Kinsey feels like all those big, earnest Oscar movies that Hollywood cranks out about this time of year. Like A Beautiful Mind or the other attempts they've made to biograph some outsider, it is so fucking intent on being serious and high-minded that it rarely entertains. Instead, it plays this game of connect-the-dots. The dots are turning points in Kinsey's life, and the movie connects them with obvious pop psychology, and stops at each for big speeches and moments of profound discovery. His father is a prude, so the son decides to be a libertine. Later, we learn the father is such a prick because he wore a tight belt as a kid. Apparently, if not for that, he would have been a swinger. As we all would be; it's only natural. Playing everything out through big moments is like visiting a loved one in prison: you can see them through the glass and you feel rushed to say everything important, but you can't ever get intimate. And you wonder, why did I like Dad again? He looks terrible in that jumpsuit.
Kinsey was pretty creepy, actually. He completely confused urge with morality and mostly ignored needs he couldn't define scientifically, like affection. He allowed his staff to fuck each other's spouses and entangled himself in a gay relationship outside his marriage. This is all clinically covered by the movie. But the scenes aren't authentic. They're stagey, full of monologues and proclamations that nobody ever really says. They feel too obviously like large chunks of Kinsey's decision-making process compressed into speeches. I guess that's fine in a textbook, but it makes the characters less human and involving.
Neeson is good, I guess. It's pretty hard to tell because he doesn't get to do much with all the time he has. There are so very few small moments. Linney gets royally screwed as the wife. There is an attempt to show her as independent and free thinking, but mostly she has to grimace modestly. As the research assistants, Peter Saarsgard does an excellent Ewan McGregor impersonation, Timothy Hutton looks like he's storing nuts for winter, and Chris O'Donnell reminds why we don't see him in movies much. Holy shit, they should be writing lunch specials on his face for as flat and blank as it is. The cherry goes to John Lithgow, though. He doesn't have a lot of screen time, but he looks hellbent on getting all the acting he can into them. His character is corny, sure, but hamming it up sure doesn't help.
A better movie wouldn't have been so fucking grand in scope. Maybe corner a piece of Kinsey's life and tell it through the eyes of a human rather than the pages of a history book. Kinsey was creepy and while the movie points it out, it never delves into it. That's because then his redemption from despair wouldn't be nearly as satisfying. And if you want to win an Oscar, you better have a redeeming ending.

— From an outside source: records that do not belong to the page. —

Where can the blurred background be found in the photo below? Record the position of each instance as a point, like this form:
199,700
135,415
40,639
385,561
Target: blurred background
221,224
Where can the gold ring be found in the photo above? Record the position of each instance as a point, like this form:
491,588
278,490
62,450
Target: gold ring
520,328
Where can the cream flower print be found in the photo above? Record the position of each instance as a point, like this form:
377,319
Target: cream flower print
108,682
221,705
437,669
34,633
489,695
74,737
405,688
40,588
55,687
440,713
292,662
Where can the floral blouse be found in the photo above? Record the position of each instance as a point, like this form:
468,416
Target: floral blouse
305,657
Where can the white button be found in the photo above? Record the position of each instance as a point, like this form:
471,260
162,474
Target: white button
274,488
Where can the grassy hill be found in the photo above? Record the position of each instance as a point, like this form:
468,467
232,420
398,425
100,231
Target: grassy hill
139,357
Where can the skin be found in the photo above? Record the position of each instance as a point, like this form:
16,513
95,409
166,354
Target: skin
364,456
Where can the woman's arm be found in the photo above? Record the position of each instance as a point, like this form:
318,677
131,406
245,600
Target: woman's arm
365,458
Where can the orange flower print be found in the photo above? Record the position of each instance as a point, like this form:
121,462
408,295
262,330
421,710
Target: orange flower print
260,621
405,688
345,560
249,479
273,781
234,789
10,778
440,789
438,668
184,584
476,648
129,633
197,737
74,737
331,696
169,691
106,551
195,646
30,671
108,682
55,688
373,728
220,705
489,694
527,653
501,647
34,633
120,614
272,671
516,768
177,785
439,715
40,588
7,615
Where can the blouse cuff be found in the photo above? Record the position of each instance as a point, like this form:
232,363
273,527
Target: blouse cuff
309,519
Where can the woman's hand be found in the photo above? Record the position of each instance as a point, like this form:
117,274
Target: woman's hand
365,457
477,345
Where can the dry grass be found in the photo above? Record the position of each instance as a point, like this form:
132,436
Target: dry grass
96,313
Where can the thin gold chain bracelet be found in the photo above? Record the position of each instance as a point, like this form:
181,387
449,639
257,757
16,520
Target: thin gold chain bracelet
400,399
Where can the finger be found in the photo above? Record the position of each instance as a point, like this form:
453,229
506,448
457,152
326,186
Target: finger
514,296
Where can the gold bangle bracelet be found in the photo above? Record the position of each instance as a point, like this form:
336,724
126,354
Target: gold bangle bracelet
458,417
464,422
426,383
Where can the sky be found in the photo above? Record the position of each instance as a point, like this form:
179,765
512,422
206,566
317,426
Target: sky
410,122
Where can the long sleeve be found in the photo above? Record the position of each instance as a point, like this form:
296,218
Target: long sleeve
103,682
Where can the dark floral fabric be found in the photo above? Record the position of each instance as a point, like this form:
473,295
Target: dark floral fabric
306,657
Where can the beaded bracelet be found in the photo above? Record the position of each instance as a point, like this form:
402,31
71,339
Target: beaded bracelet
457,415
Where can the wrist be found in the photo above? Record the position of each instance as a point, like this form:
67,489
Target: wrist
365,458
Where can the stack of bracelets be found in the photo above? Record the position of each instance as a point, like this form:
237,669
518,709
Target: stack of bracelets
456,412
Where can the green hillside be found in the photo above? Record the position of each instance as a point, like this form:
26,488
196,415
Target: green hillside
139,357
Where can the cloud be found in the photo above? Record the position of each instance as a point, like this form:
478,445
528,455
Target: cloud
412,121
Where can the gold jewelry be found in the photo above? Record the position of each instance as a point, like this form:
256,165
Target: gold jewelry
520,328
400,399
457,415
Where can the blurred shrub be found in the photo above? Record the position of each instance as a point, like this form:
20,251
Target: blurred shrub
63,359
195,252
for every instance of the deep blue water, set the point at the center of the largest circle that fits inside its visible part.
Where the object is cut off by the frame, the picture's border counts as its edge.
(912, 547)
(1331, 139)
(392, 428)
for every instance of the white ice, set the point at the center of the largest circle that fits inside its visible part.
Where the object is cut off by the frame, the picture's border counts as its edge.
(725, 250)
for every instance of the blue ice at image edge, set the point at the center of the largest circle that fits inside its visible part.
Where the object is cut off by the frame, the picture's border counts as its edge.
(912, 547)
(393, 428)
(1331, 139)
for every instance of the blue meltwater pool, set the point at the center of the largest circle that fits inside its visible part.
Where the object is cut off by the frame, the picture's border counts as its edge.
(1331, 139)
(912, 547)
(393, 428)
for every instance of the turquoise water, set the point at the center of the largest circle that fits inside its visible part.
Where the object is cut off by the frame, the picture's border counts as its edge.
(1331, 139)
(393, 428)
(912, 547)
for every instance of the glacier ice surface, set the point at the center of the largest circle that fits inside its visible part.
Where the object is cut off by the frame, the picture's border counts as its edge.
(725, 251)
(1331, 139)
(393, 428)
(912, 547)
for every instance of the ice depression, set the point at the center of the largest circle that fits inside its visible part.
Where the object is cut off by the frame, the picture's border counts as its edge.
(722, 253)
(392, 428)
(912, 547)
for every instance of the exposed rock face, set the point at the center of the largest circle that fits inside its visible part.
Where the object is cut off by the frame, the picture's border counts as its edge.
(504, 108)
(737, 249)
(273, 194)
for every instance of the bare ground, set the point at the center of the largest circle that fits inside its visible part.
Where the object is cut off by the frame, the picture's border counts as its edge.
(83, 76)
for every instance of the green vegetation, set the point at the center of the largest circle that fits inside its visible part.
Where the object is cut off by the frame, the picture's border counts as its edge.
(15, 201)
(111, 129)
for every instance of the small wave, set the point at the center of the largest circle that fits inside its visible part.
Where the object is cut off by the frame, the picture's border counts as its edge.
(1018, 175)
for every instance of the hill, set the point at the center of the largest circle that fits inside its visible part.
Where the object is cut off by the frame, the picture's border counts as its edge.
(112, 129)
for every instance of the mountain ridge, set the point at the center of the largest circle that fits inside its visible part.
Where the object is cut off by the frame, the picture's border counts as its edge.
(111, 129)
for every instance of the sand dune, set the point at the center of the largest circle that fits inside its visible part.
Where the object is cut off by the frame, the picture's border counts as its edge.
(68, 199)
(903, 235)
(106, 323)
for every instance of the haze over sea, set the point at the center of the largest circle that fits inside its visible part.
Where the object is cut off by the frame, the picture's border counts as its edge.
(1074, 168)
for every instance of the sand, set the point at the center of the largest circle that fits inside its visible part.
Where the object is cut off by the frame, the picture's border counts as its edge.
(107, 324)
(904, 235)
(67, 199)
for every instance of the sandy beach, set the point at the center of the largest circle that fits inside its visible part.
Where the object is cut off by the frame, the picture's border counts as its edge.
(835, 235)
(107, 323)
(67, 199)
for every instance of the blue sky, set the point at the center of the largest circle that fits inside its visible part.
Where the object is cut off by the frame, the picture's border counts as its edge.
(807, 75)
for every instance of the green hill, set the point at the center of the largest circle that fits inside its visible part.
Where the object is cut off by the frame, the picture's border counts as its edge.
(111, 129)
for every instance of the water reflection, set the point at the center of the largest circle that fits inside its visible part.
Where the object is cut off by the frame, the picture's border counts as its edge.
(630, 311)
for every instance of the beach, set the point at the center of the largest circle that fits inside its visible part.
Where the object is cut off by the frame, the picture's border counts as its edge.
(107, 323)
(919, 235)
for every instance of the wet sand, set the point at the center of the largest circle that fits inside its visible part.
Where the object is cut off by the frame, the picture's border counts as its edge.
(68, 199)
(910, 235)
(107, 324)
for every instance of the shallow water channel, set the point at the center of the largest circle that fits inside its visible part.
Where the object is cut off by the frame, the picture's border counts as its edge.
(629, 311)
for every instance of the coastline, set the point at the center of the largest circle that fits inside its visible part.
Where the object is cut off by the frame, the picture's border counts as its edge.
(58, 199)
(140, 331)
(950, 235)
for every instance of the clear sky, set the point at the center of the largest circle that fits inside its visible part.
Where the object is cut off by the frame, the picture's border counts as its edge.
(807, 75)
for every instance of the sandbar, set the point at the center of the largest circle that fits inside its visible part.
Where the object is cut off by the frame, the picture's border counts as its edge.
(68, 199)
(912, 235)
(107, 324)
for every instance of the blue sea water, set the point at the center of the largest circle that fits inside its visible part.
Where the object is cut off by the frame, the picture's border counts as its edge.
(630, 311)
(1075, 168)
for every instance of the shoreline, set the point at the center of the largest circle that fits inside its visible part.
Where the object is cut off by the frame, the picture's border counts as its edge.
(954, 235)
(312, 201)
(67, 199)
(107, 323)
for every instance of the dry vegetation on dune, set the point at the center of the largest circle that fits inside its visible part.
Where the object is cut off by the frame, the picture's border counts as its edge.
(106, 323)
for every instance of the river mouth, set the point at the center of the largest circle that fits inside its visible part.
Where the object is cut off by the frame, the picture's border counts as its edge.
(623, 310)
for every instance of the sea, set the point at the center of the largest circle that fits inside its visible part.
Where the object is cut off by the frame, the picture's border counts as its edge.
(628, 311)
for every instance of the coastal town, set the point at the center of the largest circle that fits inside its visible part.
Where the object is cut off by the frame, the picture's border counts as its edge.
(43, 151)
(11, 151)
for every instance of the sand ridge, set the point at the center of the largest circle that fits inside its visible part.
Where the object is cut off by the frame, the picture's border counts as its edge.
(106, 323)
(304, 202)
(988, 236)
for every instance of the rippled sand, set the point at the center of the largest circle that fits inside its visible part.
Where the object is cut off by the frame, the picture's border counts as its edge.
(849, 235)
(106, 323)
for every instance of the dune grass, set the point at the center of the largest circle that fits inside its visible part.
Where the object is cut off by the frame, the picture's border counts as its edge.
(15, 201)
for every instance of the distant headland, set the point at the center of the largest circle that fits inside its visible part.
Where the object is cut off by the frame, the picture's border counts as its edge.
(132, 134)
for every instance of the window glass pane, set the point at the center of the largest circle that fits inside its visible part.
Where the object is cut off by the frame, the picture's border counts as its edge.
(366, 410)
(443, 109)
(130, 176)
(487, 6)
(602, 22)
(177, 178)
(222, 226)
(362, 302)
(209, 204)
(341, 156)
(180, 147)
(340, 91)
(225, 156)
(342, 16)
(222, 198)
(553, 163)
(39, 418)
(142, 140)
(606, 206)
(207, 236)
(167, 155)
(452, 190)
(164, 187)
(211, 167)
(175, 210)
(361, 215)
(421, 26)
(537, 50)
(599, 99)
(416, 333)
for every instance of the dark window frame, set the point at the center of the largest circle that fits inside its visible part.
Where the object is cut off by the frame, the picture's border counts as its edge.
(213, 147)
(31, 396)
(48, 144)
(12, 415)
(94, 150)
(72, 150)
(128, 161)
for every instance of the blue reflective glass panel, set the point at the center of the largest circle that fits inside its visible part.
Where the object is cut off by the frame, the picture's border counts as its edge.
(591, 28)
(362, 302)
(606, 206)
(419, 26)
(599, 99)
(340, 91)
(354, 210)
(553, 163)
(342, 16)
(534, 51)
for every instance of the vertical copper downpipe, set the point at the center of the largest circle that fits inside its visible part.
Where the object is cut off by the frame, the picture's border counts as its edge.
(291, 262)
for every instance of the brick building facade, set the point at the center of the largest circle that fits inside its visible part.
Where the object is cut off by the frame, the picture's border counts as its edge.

Kinsey is the kind of shit the cockroaches in Hollywood feast on at awards time. It feels sort of controversial without really being so, which means a vote for it is safe and gives the voter smug satisfaction, like he's somehow being subversive. It's got a massive, pompous musical score. It's also the phony uplifting story of an underdog. I swear to God, the only way those grassfuckers know how to give something to the little people is by congratulating themselves for doing so. Two Fingersfor Kinsey, unless you love big, talky Oscar bait. Then give it Five Satuettes right up the ass.